Through marketing, companies create brand image and promote product attributes.  While marketing allows for “puffery”, deceptive advertising is not acceptable.

The Johannus organization markets organs under the Johannus, Rodgers, Makin, and Copeman Hart names.  Its advertisement in the January issue of The American Organist is misleading.  The ad pictures a Johannus console immediately in front of a photograph of a large pipe organ façade with the implication being that the two are somehow related, which is not the case.  The photograph is, in fact, the pipe organ at St. Patrick’s Cathedral, New York City and has no relationship to Johannus or its products.  This advertisement has created quite a furor, including negative comments from people connected with the Cathedral, as exemplified in the Facebook postings attached.
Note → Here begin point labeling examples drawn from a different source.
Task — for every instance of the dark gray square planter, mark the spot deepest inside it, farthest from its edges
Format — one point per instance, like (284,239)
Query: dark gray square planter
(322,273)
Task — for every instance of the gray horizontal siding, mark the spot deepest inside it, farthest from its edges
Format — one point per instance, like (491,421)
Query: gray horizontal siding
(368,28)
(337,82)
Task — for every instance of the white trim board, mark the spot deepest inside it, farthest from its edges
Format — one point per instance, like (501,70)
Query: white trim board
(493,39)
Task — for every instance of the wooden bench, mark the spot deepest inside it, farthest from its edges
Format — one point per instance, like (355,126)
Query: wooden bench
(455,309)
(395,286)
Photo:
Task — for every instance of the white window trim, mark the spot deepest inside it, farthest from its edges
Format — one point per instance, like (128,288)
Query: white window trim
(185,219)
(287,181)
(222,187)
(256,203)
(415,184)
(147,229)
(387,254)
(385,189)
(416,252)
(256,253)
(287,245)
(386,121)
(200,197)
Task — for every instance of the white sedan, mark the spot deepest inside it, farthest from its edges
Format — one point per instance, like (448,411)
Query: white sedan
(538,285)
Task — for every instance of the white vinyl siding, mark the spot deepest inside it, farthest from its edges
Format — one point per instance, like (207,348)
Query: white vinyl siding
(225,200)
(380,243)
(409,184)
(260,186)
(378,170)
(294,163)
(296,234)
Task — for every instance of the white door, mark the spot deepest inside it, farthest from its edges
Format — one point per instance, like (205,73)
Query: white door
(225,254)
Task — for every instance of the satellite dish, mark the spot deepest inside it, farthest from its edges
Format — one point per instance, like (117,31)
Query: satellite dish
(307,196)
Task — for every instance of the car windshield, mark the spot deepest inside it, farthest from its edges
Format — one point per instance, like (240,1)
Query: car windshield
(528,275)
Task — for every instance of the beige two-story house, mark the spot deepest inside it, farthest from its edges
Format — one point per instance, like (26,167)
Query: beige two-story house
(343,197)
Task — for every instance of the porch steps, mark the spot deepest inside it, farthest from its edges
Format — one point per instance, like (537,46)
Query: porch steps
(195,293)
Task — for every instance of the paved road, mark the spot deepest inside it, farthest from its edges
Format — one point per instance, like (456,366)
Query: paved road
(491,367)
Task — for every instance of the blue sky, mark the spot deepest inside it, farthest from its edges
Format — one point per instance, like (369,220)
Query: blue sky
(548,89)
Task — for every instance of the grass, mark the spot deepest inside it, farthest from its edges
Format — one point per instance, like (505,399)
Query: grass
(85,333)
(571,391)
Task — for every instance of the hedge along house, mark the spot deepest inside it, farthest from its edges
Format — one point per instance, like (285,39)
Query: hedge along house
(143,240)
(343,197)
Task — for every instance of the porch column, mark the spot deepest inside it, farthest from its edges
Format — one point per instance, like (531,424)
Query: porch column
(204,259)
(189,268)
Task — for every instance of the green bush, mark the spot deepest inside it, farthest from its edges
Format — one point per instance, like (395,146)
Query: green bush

This is not the first time that Johannus has used misleading advertising.  In addition, some of their American dealers have used a similar tactic.  This type of marketing is typically not indicative of successful companies or strong products.  Buyer beware!

3 thoughts on “Johannus Misleading Advertisement

  1. While I agree this is deceptive, I note that on Allen’s current website *every* console featured on the home page is shown with a pipe organ. If Allen wants to take the high moral ground for a marketing advantage it needs to be a bit more careful in presenting its own products.

    From an Allen user of over 30 years.

    1. Actually, Allen always tries to take the high ground when it comes to advertising. The pipes pictures on Allen’s website of are all part of the Allen digital-pipe combination organ pictured. No deception here. In fact, Allen is the largest digital–pipe combination organ builder.